El entonces Card. Ratzinger nos señala un aspecto más que interesante del evangelio de hoy domingo: ser trigo y entregarse por los demás para dar fruto. La Iglesia es justamente eso, un conjunto de personas unidas por el desapego a sí mismas y las comodidades que el egoísmo nos ofrece. Un conjunto de personas capaces de adorar a Dios en Espíritu y Verdad, sin ajustarse a las modas, tendencias e ideologías de cada momento. 

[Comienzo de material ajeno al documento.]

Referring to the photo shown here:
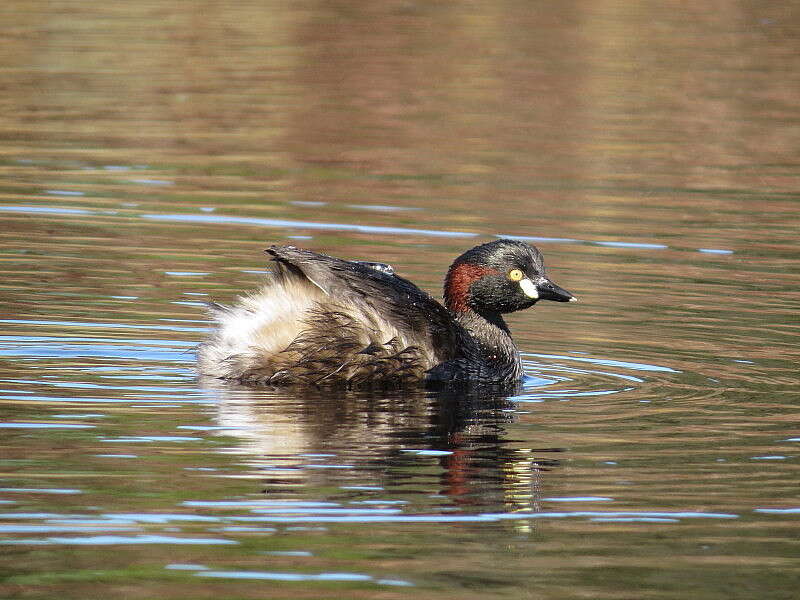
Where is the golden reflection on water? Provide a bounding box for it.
[0,0,800,599]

Aislarse dentro de sí mismo siempre es más sencillo que vivir en medio de la constante tempestad del mundo. El constante chocar con otras personas puede ser interpretado como algo insoportable o como la mejor oportunidad para ser cincelados por la mano de Dios. 

Esta tarde leía un comentario en un blog que me hizo reflexionar. La entrada trataba sobre la posibilidad de un futuro donde la Iglesia desapareciera. El comentario decía que esto es lógico, ya que la Iglesia sólo crea problemas para después proponer soluciones cerradas a los mismos. 

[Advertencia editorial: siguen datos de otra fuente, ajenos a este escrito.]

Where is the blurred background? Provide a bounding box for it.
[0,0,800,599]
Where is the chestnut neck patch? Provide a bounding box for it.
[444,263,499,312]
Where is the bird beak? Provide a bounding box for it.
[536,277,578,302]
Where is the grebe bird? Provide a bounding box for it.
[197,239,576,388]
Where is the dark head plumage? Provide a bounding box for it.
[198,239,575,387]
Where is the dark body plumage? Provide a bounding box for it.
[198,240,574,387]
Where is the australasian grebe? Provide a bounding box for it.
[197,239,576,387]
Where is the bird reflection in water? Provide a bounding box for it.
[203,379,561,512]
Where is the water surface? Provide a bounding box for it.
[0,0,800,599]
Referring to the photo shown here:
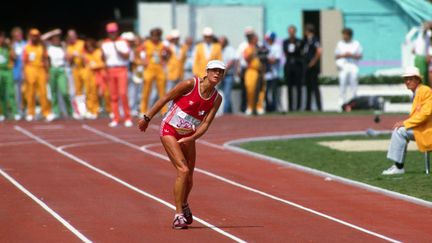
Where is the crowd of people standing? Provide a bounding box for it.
[0,22,368,127]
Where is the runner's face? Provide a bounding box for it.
[207,68,225,84]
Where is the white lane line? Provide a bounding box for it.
[0,141,35,147]
[0,169,92,243]
[14,126,246,243]
[82,125,401,242]
[149,124,225,150]
[223,130,432,208]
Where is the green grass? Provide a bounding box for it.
[240,135,432,201]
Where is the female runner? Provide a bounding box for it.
[138,60,225,229]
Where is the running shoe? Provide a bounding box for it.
[382,165,405,175]
[124,120,133,127]
[172,214,188,229]
[182,203,193,224]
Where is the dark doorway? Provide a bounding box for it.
[303,10,321,40]
[0,0,136,38]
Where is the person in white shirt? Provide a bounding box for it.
[42,29,72,117]
[335,28,363,106]
[102,22,133,127]
[264,32,282,111]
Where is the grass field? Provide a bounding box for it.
[241,135,432,201]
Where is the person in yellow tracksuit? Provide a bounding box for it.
[192,27,222,77]
[382,67,432,175]
[140,28,170,114]
[66,29,88,117]
[83,38,111,119]
[166,30,188,92]
[23,29,54,121]
[243,34,265,115]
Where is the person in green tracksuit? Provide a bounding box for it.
[0,31,21,121]
[42,29,72,117]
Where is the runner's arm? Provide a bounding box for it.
[138,79,195,132]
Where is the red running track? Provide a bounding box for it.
[0,116,432,242]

Es triste, pero hay muchas personas que piensan como esta persona. Prefieren que nadie les señale las heridas que transporta, ni les ofrezca la Medicina y el Médico que es capaz de curarlas. Quien vive en la ignorancia, parece que vive más feliz y tiene toda la razón. Al menos se vive feliz hasta que el dolor hace imposible seguir ignorando que algo no funciona. 

La semilla que no está dispuesta a morir no puede dar frutos. La persona que no está dispuesta a que el Señor la transforme, no podrá dar frutos. Donarse a los demás siempre conlleva dolor, porque negarse a sí mismo duele. “Pero en el misterio de la Santa Eucaristía donde permanece para siempre “aquel que es para nosotros”, nos invita a entrar, día tras día, en esta ley que no es más que la expresión de la esencia del amor auténtico 

La Eucaristía nos alimenta y nos alivia por muchas razones, una de ellas es porque nos ayuda a entender que Cristo se entregó por nosotros para que pudiéramos dar fruto. Su sacrificio tuvo sentido y transformó el mundo. 

¿Nos sentimos impotentes? Entreguemos esa impotencia al Señor. El nos devolverá la Gracia que sana y transforma.